Pocket-oriented Democracy

“Having my own company, I no longer work for profit but as a hobby, with no money to me, only paid to everyone else’s pocket who has an official hand.” This was the view–commonly held– of one businesman who finally moved his business out of Russia’s “pocket-oriented democracy” to Germany. Corruption in Russia is endemic, widespread and well-known. Elena Panfilova of Transparency International’s Russia Chapter began by painting a bleak picture for CIPE’s and TI’s guests from NED, State Dept, Dept of Justice, and others at today’s roundtable on Evolving Approaches to Combatting Corruption in Russia.

And yet some progress is being made. President Medvedev has championed new anti-corruption laws, including declaration of assets by public officials and other measures passed in the past 3-4 months. A positive direction, but there are still many steps to enforcement and changed habits, agreed Andrew Wilson, CIPE’s Regional Director for Eurasia. The question, as is often the case, is how to close the reality gap between laws on the books and capacity to implement. CIPE has worked for more than 7 years with local groups across Russia’s regions on just this question.

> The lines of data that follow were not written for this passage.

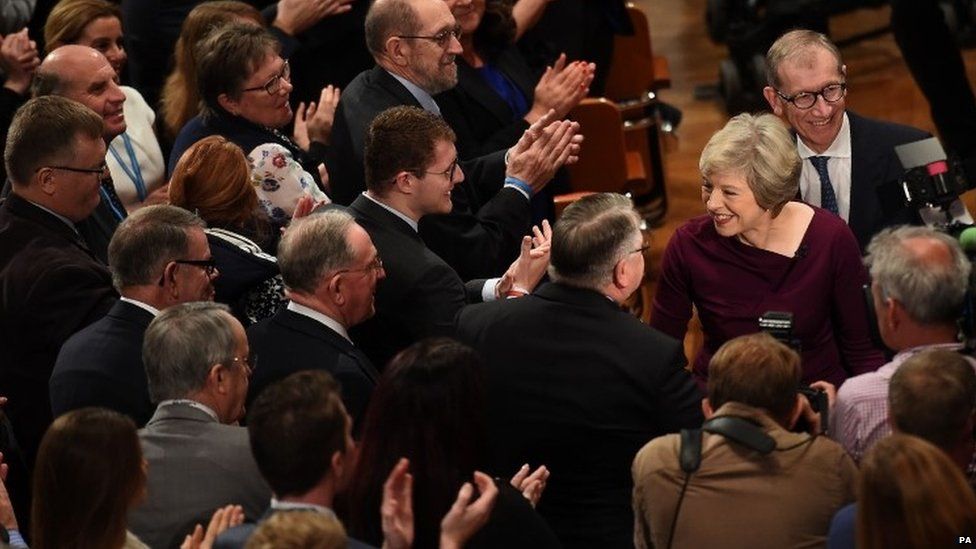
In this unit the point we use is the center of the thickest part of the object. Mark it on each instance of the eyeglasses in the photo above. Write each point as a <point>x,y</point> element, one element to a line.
<point>804,100</point>
<point>375,265</point>
<point>209,267</point>
<point>448,173</point>
<point>274,85</point>
<point>442,39</point>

Key issue areas for the private sector are common across regions: taxation, access to premises (which are often owned by local government) and general corruption.

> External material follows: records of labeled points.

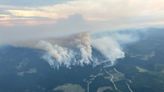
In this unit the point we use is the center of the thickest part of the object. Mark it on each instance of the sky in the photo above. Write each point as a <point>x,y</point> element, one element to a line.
<point>28,18</point>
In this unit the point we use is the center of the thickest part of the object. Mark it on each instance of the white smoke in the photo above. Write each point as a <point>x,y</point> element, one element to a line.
<point>109,47</point>
<point>79,51</point>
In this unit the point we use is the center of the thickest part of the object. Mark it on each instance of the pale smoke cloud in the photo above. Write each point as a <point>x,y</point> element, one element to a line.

Corruption mushroomed in Russia in the early-mid 2000’s from small facilitation payments and preferred access to a highly extractive existential threat for companies. The business community’s reaction has also evolved, coming together to address the problem, recognizing the need for themselves to exemplify the change they wanted to see, building support both by using those institutional structures with more political will and by reaching out more to the public for action.

Examples of CIPE’s programs include the Saratov Chamber of Commerce, which produced a guide on how to analyze laws for their corruption potential (existence of discretion, etc), found that more than 35% of local and regional acts had great corruption potential, and then recommended more than 40 changes. Now this program has moved to a federal-level effort, and the government has decreed that corruption analysis should take place for all laws.

Elsewhere, a business coalition in Vladivostock used the courts to fight back property seizures, and all over Russia business associations and chambers of commerce are establishing themselves as watchdogs, providing an outlet for greivances to be aired and giving voice to the collective call for cleaner institutions at all levels.

These efforts build citizen involvement, strengthen the quality of democracy and move toward true markets, not pocket-oriented democracy.